From: eregontp@...
Date: 2020-05-27T23:23:49+00:00
Subject: [ruby-core:98553] [Ruby master Feature#16848] Allow callables in	$LOAD_PATH

Issue #16848 has been updated by Eregon (Benoit Daloze).


byroot (Jean Boussier) wrote in #note-21:
> I'm afraid that's a dead link.

I fixed the link on Redmine.

----------------------------------------
Feature #16848: Allow callables in $LOAD_PATH
https://bugs.ruby-lang.org/issues/16848#change-85846

* Author: byroot (Jean Boussier)
* Status: Feedback
* Priority: Normal
----------------------------------------
Make it easier to implement `$LOAD_PATH` caching, and speed up application boot time.

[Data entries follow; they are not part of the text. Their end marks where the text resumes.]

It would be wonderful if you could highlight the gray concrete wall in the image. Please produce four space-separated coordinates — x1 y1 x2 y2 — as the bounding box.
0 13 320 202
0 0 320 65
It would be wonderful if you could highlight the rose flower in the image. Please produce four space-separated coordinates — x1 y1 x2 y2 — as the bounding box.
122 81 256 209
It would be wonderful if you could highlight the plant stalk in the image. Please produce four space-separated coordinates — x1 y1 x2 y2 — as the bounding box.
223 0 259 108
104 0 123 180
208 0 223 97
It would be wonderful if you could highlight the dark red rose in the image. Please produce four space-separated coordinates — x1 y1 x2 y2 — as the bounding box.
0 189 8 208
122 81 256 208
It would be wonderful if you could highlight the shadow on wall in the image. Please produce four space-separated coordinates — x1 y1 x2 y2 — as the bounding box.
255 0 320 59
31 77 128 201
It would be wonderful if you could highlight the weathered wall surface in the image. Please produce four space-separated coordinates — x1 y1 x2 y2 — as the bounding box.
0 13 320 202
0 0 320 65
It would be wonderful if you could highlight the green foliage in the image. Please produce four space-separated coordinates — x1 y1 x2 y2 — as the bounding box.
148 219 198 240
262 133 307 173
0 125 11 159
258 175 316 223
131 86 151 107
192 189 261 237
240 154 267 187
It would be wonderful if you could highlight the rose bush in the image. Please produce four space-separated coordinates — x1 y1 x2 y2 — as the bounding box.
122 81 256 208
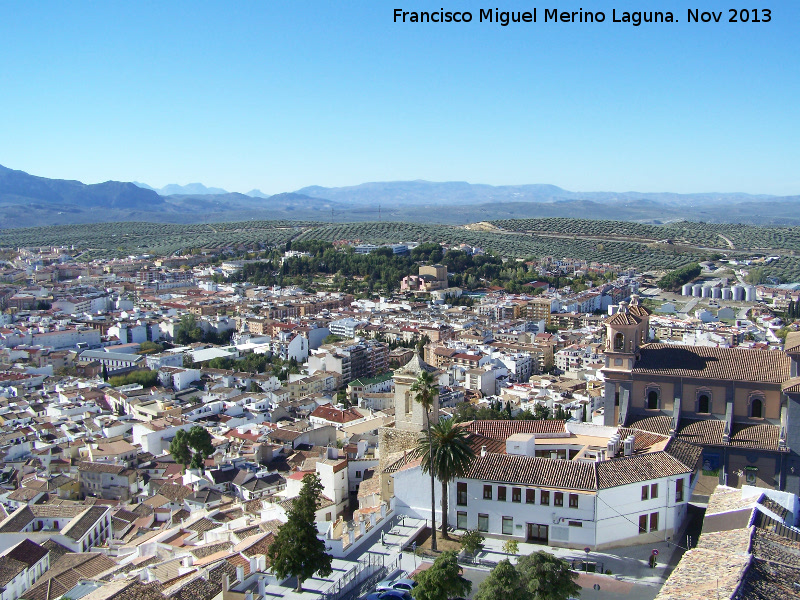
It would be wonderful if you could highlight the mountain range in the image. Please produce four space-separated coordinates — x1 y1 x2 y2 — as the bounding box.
0 166 800 228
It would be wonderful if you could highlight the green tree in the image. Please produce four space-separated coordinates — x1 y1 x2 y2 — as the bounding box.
137 342 164 354
533 404 550 420
173 315 203 346
461 529 486 555
475 558 533 600
503 540 519 554
411 371 439 552
517 550 581 600
169 425 214 471
267 473 333 593
417 419 475 539
411 552 472 600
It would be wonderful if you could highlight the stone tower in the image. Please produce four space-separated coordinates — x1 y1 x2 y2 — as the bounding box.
393 352 439 432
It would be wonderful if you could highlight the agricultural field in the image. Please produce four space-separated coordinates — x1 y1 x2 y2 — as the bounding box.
0 218 800 281
0 221 309 260
490 219 800 254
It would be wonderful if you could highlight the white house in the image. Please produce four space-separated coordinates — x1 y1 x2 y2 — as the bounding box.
0 539 50 600
385 421 700 549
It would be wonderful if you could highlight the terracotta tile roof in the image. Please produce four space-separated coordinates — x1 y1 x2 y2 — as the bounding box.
383 450 418 473
467 433 506 455
186 517 222 533
781 377 800 394
739 559 800 600
42 539 72 566
758 494 800 520
617 427 669 452
706 485 753 516
595 452 692 489
234 531 275 564
677 419 725 446
466 453 597 490
656 548 750 600
309 404 364 423
24 553 117 600
0 556 28 591
665 438 703 469
633 344 791 384
5 539 49 568
187 542 233 559
233 525 261 541
62 506 109 541
752 528 800 568
730 423 780 451
628 415 672 435
783 331 800 354
605 312 642 325
158 483 193 502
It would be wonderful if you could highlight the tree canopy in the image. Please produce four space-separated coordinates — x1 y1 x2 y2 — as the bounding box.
267 473 333 593
475 551 581 600
172 315 203 346
411 371 439 552
411 552 472 600
517 550 581 600
169 425 214 471
658 263 703 291
417 419 475 539
475 558 533 600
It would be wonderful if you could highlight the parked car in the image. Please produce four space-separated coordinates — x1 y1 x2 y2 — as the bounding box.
375 573 417 592
367 590 413 600
392 577 417 593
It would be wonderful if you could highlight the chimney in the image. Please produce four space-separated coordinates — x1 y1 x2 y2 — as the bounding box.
606 439 617 458
625 435 636 456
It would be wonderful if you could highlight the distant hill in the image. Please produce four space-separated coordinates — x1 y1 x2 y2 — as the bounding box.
133 181 228 196
0 167 800 228
0 166 164 209
297 180 773 206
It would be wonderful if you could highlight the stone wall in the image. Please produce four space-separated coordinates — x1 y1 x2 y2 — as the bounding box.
378 427 419 501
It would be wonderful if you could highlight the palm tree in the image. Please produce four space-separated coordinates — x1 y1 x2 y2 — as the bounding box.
417 419 475 539
411 371 439 552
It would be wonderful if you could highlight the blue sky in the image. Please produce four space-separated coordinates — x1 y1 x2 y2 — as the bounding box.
0 0 800 194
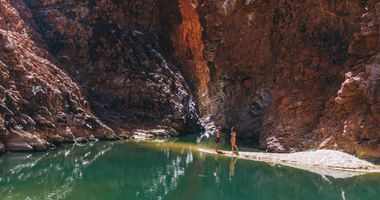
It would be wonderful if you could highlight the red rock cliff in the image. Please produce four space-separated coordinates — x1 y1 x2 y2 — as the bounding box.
0 0 380 159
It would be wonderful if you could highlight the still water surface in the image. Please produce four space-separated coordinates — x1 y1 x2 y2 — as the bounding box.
0 137 380 200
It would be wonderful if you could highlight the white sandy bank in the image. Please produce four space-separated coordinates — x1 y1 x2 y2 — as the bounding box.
199 149 380 178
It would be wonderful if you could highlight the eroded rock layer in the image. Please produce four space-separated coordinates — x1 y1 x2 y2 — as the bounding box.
198 0 380 159
0 0 115 151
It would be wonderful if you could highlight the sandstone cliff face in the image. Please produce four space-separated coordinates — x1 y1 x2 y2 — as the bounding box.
198 0 380 159
25 0 201 135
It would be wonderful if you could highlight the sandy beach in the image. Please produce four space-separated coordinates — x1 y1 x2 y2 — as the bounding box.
199 148 380 178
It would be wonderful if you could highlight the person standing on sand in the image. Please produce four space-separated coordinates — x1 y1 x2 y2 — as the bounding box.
215 128 220 153
231 127 239 155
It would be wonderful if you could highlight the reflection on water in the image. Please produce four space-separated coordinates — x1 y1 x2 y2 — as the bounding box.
0 139 380 199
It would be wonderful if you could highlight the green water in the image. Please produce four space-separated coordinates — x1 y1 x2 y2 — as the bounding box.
0 138 380 200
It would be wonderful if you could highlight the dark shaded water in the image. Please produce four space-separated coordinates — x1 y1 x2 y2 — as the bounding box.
0 138 380 200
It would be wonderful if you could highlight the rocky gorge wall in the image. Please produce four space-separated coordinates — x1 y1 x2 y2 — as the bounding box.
0 0 380 160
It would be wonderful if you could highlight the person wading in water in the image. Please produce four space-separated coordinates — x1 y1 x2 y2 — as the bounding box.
215 128 220 153
231 127 239 155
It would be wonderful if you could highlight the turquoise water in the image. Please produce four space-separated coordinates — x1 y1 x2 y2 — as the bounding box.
0 138 380 200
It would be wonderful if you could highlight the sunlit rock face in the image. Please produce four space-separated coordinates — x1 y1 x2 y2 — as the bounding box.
198 0 380 159
0 0 380 159
24 1 200 134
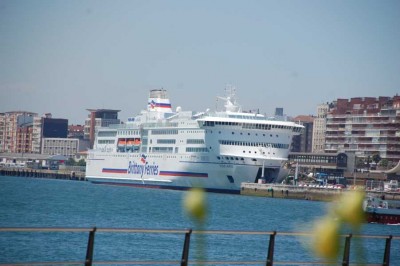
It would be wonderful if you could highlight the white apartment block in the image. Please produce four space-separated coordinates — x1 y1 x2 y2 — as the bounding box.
42 138 79 157
312 104 329 153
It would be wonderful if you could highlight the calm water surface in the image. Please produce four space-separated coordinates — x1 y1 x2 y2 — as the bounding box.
0 176 400 265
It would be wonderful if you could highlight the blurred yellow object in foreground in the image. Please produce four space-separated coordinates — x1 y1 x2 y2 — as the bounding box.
335 190 365 227
313 216 339 259
183 188 207 222
312 190 365 260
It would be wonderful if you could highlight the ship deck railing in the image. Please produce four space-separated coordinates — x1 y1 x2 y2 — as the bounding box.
0 227 400 266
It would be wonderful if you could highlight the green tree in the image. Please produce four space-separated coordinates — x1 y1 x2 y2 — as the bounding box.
65 157 76 166
372 153 382 163
379 158 389 167
77 159 86 166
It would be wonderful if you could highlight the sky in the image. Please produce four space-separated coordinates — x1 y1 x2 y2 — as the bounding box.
0 0 400 124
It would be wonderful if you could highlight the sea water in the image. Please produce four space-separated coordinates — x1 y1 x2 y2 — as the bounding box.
0 176 400 265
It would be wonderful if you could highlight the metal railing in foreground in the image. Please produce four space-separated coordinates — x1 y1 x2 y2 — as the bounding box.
0 227 400 266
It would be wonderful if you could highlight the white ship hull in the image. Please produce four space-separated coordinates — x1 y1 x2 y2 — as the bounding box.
86 153 281 193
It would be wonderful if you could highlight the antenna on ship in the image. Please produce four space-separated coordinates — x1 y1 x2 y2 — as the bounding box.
217 84 241 112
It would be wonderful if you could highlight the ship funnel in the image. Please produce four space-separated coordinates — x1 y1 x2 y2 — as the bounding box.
147 89 172 113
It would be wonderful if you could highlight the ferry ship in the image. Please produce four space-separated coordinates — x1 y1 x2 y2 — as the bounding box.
86 89 304 193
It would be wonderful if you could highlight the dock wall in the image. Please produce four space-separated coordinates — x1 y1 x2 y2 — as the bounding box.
240 183 400 201
0 168 86 181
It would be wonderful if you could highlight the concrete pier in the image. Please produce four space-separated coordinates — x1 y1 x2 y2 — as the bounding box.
0 168 86 181
240 183 400 201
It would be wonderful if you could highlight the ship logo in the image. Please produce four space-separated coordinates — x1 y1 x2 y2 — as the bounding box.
140 154 147 164
149 100 156 109
126 154 159 178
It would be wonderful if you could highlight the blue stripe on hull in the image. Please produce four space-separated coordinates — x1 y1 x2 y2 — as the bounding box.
90 180 240 194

I benchmarked it on Redmine's master using bootsnap with only the optimization enabled:

```ruby
if ENV['CACHE_LOAD_PATH']
  require 'bootsnap'
  Bootsnap.setup(
    cache_dir:            'tmp/cache',
    development_mode:     false,
    load_path_cache:      true,
    autoload_paths_cache: true,
    disable_trace:        false,
    compile_cache_iseq:   true,
    compile_cache_yaml:   false,
  )
end
```

```
$ RAILS_ENV=production time bin/rails runner 'p 1'
        2.66 real         1.99 user         0.66 sys
$ RAILS_ENV=production time bin/rails runner 'p 1'
        2.71 real         1.97 user         0.66 sys
$ CACHE_LOAD_PATH=1 RAILS_ENV=production time bin/rails runner 'p 1'
        1.41 real         1.12 user         0.28 sys
$ CACHE_LOAD_PATH=1 RAILS_ENV=production time bin/rails runner 'p 1'
        1.41 real         1.12 user         0.28 sys
```

That's twice for a relatively small application. And the performance improvement is not linear; the larger the application, the larger the improvement.

### How it works

`require` has `O($LOAD_PATH.size)` performance. The more gems you add to your `Gemfile`, the larger `$LOAD_PATH` becomes. `require "foo.rb"` will try to open the file in each of the `$LOAD_PATH` entries. And since more gems usually also means more `require` calls, loading Ruby code may take up to quadratic performance loss.

To improve this, Bootsnap pre-computes a map of all the files in your `$LOAD_PATH`, and uses it to convert relative paths into absolute paths so that Ruby skips the `$LOAD_PATH` traversal.

```ruby
$LOAD_PATH = $w(/gems/foo/lib /gems/bar/lib)

BOOTSNAP_CACHE = {
  "bar.rb" => "/gems/bar/lib/bar.rb",
}
```

This resolves file lookup by a single hash lookup, and reduces boot performance from roughly `O($LOAD_PATH.size * number_of_files_to_require)` to `O(number_of_files_to_require)`.

This optimization is also used in [Gel](https://github.com/gel-rb/gel), a Rubygems/Bundler replacement.

### Trade offs

Every time `$LOAD_PATH` is modified, the cache must become invalidated. While this is complex to do for Bootsnap, it would be fairly easy if it is implemented inside Ruby.

More importantly, you have to invalidate the cache whenever you add or delete a file to/from one of the `$LOAD_PATH` members; otherwise, if you shadow or unshadow another file farther in the `$LOAD_PATH`, Bootsnap will load a wrong file. For instance, if `require "foo.rb"` initially resolves to `/some/gem/foo.rb`, and you create `lib/foo.rb`, you'll need to flush Bootsnap cache.

That latter is trickier, and Bootsnap has decided that it is rare enough to cause actual problems, and so far that holds. But that is not a trade off Ruby can make.

However that's probably a tradeoff Rubygems/Bundler can make. While it's common to edit your gems to debug something, it's really uncommon to add or remove files inside them. So in theory Rubygems/Bundler could compute a map of all files in a gem that can be required after it installs it. Then when you activate it, you merge it together with the other activated gems.

### Proposal

This could be reasonably easy to implement if `$LOAD_PATH` accepted callables in addition to paths. Something like this:

```ruby
$LOAD_PATH = [
  'my_app/lib',
  BundlerOrRubygems.method(:lookup),
]
```

The contract would be that `BundlerOrRubygems.lookup("some_relative/path.rb")` would return either an absolute path or `nil`. With such API, it would be easy to cache absolute paths only for gems and the stdlib, and preserve the current cache-less behavior for the application specific load paths, which are usually much less numerous. It would also allow frameworks such as Rails to implement the same caching for application paths when running in an environment
where the source files are immutable (typically production).